OSM-induced EC activation is mediated primarily by OSMRβ and depends on STAT3 phosphorylation
In humans, OSM signaling is initiated by binding of OSM to its specific type I receptor complex (LIFRβ/gp130) or type II receptor complex (OSMRβ/gp130). To determine which receptor is responsible for the OSM-induced phenotype in HDMECs, cells were treated with SCR, OSMRβ siRNA, LIFR siRNA or both for 48 h and then stimulated with OSM for another 3 h. Cells treated with siOSMRβ, siLIFR and both showed around 80% efficiency in downregulating these genes (Fig. 5A). Treatment with OSMRβ siRNA significantly decreased expression of IL-6, SNAIL1 and TIMP1, but only partially blocked the expression of OSM-induced TGFβ3 (Fig. 5B). In contrast, treatment with LIFR siRNA had no significant effect on the OSM-induced mRNA levels of any of these genes (Fig. 5B). Treatment with both OSMRβ/LIFR siRNA completely blocked the OSM-induced mRNA levels of all tested genes (Fig. 5B). This data suggests that OSM induces activation of HDMECs primarily via OSMRβ.
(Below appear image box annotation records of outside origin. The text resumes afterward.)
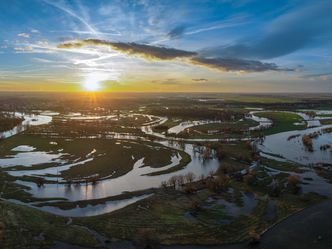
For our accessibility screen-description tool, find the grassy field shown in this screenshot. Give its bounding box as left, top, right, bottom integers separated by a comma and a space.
255, 112, 306, 135
0, 134, 190, 178
178, 120, 258, 138
0, 201, 98, 249
0, 113, 23, 132
320, 119, 332, 125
STAT3 is a transcription factor that is activated by IL-6 family cytokines, including OSM. The levels of the activated (phosphorylated) form of STAT3 are elevated in the skin and lung of SSc patients, suggesting that it is involved in SSc pathogenesis [31, 32]. HDMECs treated with OSM or IL-6 + sIL-6R showed increased phosphorylation of STAT3 (Fig. 5C). A specific inhibitor of STAT3, BP-1-102 (10uM) completely blocked the STAT3 phosphorylation (Fig. 5D). To determine if OSM and IL-6 + sIL-6R-induced phenotype is STAT3 dependent, we pretreated HDMECs with BP-1-102 for 1 h, and then treated with OSM and IL-6 + sIL-6R for another 3 h and 24 h. BP-1-102 pretreatment reversed the OSM- and IL-6 + sIL-6R induced mRNA levels of IL-6 and TGFβ3 (Fig. 5E). In contrast, inhibitors of TGFβ (SB431542), ERK (SCH772984) and WNT (ICG-001) signaling pathways had no effect on the OSM- and IL-6 + sIL-6R-induced gene expression (data not shown). These results suggest that OSM and IL-6 + sIL-6R can activate ECs directly via STAT3 phosphorylation, independent of TGFβ, WNT and ERK signaling.
OSMRβ expression in HDMECs is regulated by FLI1 and ERG
In the course of this study, we noticed that many of the effects of OSM/IL-6 on HDMECs, including downregulation of VE-cadherin and CD31, and upregulation of the pro-fibrotic and pro-inflammatory genes were similar to those previously attributed to the deficiency of FLI1 [33–35], thus raising the possibility that FLI1 may mediate some of the functional effects of OSM/IL-6. However, OSM/IL-6 did not affect FLI1 protein levels, suggesting that those cytokines act independently of FLI1. Since FLI1 and its close homolog, ERG are known to suppress inflammatory responses in ECs and the expression of both factors have been shown to be reduced in SSc ECs [33, 34], we next asked whether FLI1 or ERG could be involved in regulating the expression of OSMRβ. Depletion of either FLI1 or ERG led to increased mRNA and protein levels of OSMRβ, suggesting that the lower protein levels of these transcription factors in SSc vasculature, may, at least in part, contribute to the increased expression of OSMRβ in SSc dermal ECs.